In 1985 Mary came to the US from her native Scotland to live and work in New York City for what was initially planned as a year’s adventure.
Years later, Mary remains stateside and is living in Hoboken, every so often returning with her husband and daughter to visit friends and family in Scotland.
Mary dances and teaches at Scotia Dancers and both the New York and New Jersey Branches of the RSCDS. She passed Part 1 of the RSCDS’s Teaching Certificate in 2019.
Deborah Leary was born in Manhattan, raised in Rockland County, NY, and moved to New Jersey when she married. Having done folk and square dancing in the past, she first encountered Scottish Country Dancing at the Tenafly (now Ho-Ho-Kus) class in 2005.
She started teaching at Scotia in New York City in 2011, and in addition to teaching in Tenafly has taught in Westchester and at the NY branch. She earned her Part 1 teaching certificate in 2015.
Deborah works in a local Public Library and loves to read; she also spins, is a Knitting Guild Association Master Knitter, and has a fabulous son.
Peter Price was born in Manhattan and raised in New Haven, CT. He apprenticed as an English Country Dance teacher under Fried deMetz Herman, and has also danced and called contra dancing. He started Scottish Country Dancing in New Haven 1976.
Peter taught in Connecticut at the New Haven branch and taught the Wilton, CT class for 10 years; he started teaching in NJ when he moved here in 2011. He got his RSCDS preliminary certificate in 1979, got sidetracked for a few years, and finished his Part 2 in 2015. You can read his blog about Scottish Country Dancing at the Kilts and Ghillies Blogspot.

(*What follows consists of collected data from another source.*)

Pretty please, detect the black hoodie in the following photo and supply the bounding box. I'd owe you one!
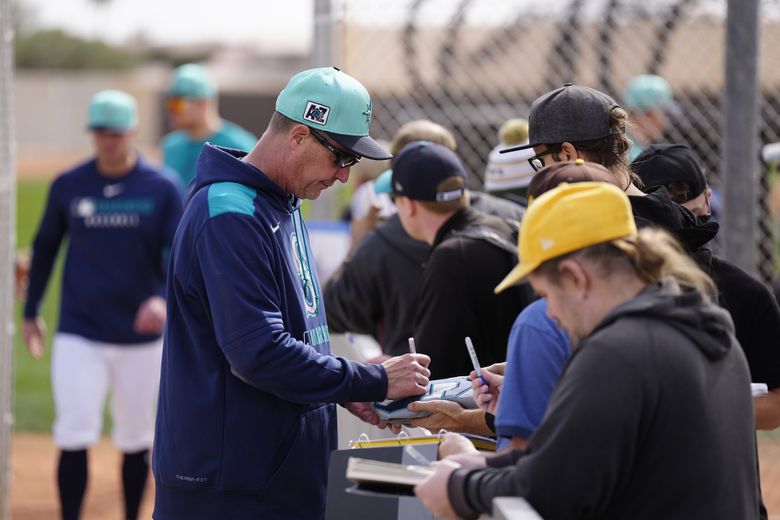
[629,187,780,389]
[449,281,759,519]
[324,192,524,357]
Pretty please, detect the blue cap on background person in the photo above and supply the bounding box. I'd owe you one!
[623,75,673,112]
[87,89,138,132]
[275,66,391,160]
[383,141,467,201]
[167,63,216,99]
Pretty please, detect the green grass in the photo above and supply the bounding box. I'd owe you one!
[14,179,58,431]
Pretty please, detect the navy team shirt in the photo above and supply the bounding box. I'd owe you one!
[24,156,183,344]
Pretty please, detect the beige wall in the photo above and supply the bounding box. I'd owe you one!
[15,67,172,178]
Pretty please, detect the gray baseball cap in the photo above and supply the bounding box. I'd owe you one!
[501,84,623,154]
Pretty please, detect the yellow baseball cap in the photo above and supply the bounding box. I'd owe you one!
[494,181,637,293]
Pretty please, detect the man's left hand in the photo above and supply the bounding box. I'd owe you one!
[134,296,167,334]
[345,402,401,433]
[415,459,461,519]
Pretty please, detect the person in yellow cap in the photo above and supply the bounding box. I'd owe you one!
[415,181,759,520]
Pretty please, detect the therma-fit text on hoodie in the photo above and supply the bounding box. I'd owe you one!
[153,144,388,520]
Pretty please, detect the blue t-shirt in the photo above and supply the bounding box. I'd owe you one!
[496,298,570,448]
[162,120,256,186]
[24,156,183,344]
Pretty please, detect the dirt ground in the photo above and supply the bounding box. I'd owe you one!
[10,432,780,519]
[11,433,154,520]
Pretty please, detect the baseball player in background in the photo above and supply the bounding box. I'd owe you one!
[22,90,183,520]
[162,63,257,187]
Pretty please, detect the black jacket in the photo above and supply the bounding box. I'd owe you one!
[324,215,428,356]
[630,187,780,389]
[324,192,524,357]
[449,281,759,519]
[414,207,534,378]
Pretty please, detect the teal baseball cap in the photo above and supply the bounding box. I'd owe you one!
[623,75,673,111]
[167,63,215,99]
[87,90,137,132]
[276,67,392,160]
[374,168,392,194]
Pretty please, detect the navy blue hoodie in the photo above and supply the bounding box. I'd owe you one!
[153,144,388,519]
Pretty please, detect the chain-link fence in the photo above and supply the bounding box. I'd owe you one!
[334,0,780,278]
[331,0,780,515]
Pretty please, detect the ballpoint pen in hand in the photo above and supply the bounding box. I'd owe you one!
[465,337,487,387]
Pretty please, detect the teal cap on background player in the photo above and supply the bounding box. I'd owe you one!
[374,168,392,194]
[275,67,392,160]
[623,74,673,112]
[87,89,137,131]
[167,63,215,99]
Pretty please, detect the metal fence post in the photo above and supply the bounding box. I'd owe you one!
[0,0,15,516]
[310,0,339,220]
[721,0,761,276]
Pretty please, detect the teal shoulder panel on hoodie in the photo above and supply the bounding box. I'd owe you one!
[207,182,256,218]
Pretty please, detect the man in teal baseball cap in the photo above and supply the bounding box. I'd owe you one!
[162,63,256,186]
[275,66,392,160]
[152,67,428,520]
[623,74,676,161]
[88,89,138,131]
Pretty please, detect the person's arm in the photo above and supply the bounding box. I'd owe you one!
[446,342,643,519]
[406,402,493,435]
[196,214,427,404]
[23,178,68,357]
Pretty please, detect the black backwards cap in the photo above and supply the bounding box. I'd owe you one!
[632,144,708,200]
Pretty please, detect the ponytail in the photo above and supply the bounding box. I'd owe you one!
[609,228,716,297]
[536,227,716,298]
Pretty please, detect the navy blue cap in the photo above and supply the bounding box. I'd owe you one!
[389,141,467,201]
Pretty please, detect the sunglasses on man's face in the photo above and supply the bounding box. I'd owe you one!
[165,97,191,114]
[310,129,361,168]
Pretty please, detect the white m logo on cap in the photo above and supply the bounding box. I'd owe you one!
[303,101,330,125]
[540,239,555,251]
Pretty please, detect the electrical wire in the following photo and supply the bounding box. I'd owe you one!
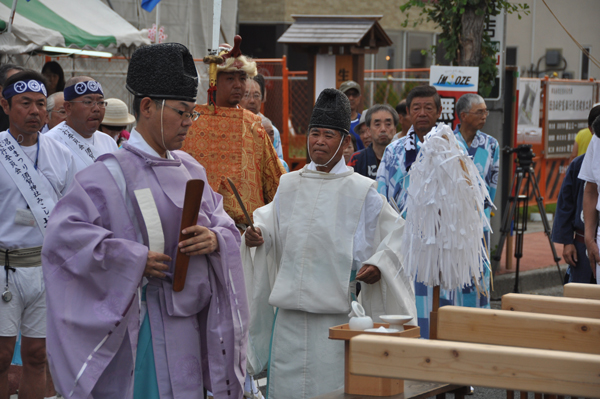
[541,0,600,71]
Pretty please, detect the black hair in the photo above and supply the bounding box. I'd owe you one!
[592,115,600,138]
[3,69,49,106]
[366,104,400,127]
[395,101,407,116]
[132,96,165,121]
[42,61,66,92]
[406,85,441,112]
[0,64,25,86]
[588,105,600,132]
[253,74,265,100]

Peter overhauled jet engines for a living until GE bought his company and moved the jobs to Brazil. Favorite non-dance activities are sailing, swimming, and pretty much anything else water-related.
Ken Saunders is from the Cotswolds area in England. He is married with two adult children, their spouses, and two grandchildren.
Ken retired early from a career in Europe and the USA spanning laundry detergent formulation, consumer packaged goods marketing, biotech marketing, and customer strategy consulting and is now a lifeguard, ski instructor and dance instructor.
He started dancing in San Francisco in 2010 and joined the NJ branch of the RSCDS in 2012. He began formal teacher training in 2014; in 2015 he received his Part 1 teaching certification from the RSCDS and also attended the RSCDS sponsored Basic Teaching Skills Course focused on introducing new dancers to SCD. Following three years of mentored teaching Ken undertook additional training in 2018 and in 2019, received part II or “full” teaching certification.
The teacher training program administered by the Royal Scottish Country Dance Society in Edinburgh ensures that RSCDS certified teachers all over the world meet the same high standards and teach to the same curriculum.
The certificate is awarded in 2 parts: Part 1 includes a written exam on the history or the RSCDS, dance techniques and formations, and dance music; and an evaluation of dancing proficiency and teaching techniques. Part 2 concentrates on further improvement of teaching skills. (In the past these were called Preliminary and Full Certification.)
Information about RSCDS Teaching Certificates is posted on the RSCDS website.